Connecting an email address through a standard protocol

[Changaco]

Instead of having to send a verification message to an email address, applications like Liberapay could theoretically use a standard API to redirect the user to the email provider's website to confirm the user's address and obtain permission to send emails to that user. Unfortunately I'm not aware of any such standard protocol.

Having this would ultimately solve email delivery issues, since applications would have explicit authorizations to send messages to a specific email address. Of course anti-spam systems would have to be adapted to take this into account, and that would probably take many years, but if the big email providers like Google adopted this hypothetical standard then a large proportion of email addresses could quickly become compatible.

Having this would also pretty much kill the demand for “features” like “Sign in with Google” (#1651).

[Changaco]

Technical notes about how that standard protocol should work:

• Unlike OAuth, the protocol probably shouldn't require the application to obtain and store an ID/secret pair, because that would add complexity and hinder adoption. The authorization should be tied to the application's domain name, and a receiving email server should check that the message is signed with that domain's current DKIM key.
• Don't use a specific DNS query to determine whether an email domain supports the protocol, because that would hinder adoption. The authentication process should start with an HTTPS request to a /.well-known/... endpoint, and the application should abort if that request returns a 404 or if it fails completely (the email domain doesn't have any A or AAAA record, the server doesn't accept connections on port 443, etc.).

[bortzmeyer]

Before designing a new protocol, I suggest to think a bit about which problem exactly we are trying to solve. Ensuring we can send email? (If so, there is no best solution than to send an email.) A form of authentication?

[Changaco]

It's about solving multiple problems, really.

Firstly, the whole process of confirming an email address by sending a message containing a verification link is bad user experience. Most of us are used to it and consider it to be a minor inconvenience, but people who are more used to the “Sign in with {Google/Facebook/etc.}” buttons see it more negatively.

Secondly, this traditional way of doing things allows anyone to “trick” an application like Liberapay into sending an unsolicited email to someone else's address. Of course we have rate limits in place to prevent large-scale abuse, but it would be better to eliminate the problem entirely.
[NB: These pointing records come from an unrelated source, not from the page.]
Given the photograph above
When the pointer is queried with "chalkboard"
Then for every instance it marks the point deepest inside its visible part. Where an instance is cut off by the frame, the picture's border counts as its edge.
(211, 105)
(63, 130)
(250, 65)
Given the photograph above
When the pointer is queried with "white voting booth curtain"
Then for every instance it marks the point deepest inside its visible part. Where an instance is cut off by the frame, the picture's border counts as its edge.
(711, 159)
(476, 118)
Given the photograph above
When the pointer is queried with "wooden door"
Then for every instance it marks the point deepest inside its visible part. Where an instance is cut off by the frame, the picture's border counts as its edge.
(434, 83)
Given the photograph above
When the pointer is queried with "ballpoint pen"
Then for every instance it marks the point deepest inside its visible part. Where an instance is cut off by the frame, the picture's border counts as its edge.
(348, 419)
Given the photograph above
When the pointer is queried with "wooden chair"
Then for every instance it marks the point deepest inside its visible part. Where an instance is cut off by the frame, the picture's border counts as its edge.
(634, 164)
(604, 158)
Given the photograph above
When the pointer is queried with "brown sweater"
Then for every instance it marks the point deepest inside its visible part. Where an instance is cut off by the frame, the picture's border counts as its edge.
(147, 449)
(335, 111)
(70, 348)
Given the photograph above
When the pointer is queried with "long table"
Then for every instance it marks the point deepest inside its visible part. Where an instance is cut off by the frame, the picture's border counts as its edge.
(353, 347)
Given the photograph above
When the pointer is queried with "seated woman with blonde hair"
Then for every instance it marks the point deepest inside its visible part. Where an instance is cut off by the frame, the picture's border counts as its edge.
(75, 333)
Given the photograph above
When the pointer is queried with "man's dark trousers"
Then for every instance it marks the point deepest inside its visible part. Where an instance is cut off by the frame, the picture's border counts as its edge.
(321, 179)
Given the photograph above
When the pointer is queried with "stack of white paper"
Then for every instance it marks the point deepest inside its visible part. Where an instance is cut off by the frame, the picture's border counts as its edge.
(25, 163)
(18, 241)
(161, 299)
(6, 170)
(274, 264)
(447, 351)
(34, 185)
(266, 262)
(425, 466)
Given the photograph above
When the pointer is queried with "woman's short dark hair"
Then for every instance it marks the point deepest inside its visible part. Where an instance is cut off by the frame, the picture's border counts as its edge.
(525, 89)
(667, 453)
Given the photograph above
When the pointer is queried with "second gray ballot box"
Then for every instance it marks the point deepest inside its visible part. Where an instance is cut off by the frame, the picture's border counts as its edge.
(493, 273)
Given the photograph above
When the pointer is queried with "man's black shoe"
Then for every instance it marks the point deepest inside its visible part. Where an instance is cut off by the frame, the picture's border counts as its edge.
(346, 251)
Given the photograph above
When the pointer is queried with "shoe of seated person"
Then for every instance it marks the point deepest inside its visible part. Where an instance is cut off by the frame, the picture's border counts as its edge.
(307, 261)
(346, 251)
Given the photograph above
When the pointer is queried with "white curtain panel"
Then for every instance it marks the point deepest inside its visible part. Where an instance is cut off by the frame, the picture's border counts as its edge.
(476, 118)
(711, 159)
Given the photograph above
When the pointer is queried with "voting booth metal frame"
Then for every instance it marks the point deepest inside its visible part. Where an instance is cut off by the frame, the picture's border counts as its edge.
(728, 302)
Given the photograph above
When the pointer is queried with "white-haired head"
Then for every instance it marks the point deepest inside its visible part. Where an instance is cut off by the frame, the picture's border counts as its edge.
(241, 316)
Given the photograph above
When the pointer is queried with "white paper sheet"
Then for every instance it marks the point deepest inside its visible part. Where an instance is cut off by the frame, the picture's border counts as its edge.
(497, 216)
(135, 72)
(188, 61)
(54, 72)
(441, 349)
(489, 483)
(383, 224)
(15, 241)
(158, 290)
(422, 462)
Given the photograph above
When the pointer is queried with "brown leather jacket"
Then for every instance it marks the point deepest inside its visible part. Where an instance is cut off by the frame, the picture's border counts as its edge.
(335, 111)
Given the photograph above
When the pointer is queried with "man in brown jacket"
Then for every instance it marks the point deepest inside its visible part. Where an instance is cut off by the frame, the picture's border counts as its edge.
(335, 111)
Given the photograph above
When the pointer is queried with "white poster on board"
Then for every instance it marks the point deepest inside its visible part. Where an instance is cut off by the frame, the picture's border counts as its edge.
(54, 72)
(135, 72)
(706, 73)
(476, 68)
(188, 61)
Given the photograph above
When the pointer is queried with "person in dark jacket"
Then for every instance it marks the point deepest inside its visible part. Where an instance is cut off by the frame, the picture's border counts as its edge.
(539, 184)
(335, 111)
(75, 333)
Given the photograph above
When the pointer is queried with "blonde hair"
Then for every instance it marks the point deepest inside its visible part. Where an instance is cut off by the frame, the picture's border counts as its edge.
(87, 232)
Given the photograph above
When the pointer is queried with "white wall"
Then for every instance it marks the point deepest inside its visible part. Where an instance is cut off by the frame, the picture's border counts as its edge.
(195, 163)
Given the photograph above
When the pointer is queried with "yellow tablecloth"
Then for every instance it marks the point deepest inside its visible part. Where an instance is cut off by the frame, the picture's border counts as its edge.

Maybe ten years from now we would be able to stop supporting the old way of connecting an email address.

Thirdly, it's about avoiding the false positives of anti-spam filters by explicitly authorizing an application to send you emails, without any extra effort on your part (no “Add us to your contacts/whitelist to make sure you receive our emails”).

Fourthly, it's about reducing the appeal of the proprietary and centralized authentication solutions (Google, Facebook, etc.) by providing a standard alternative which could be adopted by all email providers, big or small.

[Changaco]

This email authentication protocol would of course be built upon existing standards. I've already mentioned DKIM, HTTP and TLS. The payload format would most likely be JSON.

My understanding of WebAuthn is that it's trying to solve a different problem. The email auth protocol would be complementary. It may even be possible to integrate both standards together in browsers to provide an even better user experience.

[Changaco]

A relevant previous attempt to solve some of the same problems is Mozilla Persona. The difference is that Persona was an intermediary, whereas my proposal is that email providers would perform the authentication directly. The advantage is that the email provider can add the application's domain to the authenticated user's whitelist, whereas Persona didn't improve email deliverability.

[Changaco]

The email auth protocol could also optionally provide an avatar URL. This would pretty much negate our need for the Libravatar protocol (#1367) and WebFinger (#1460).

[Changaco]

Two other relevant protocols are OpenID Connect and IndieAuth, however neither of them is designed to be implemented by email providers.

[Changaco]

Alternative approach with very different trade-offs: #2291.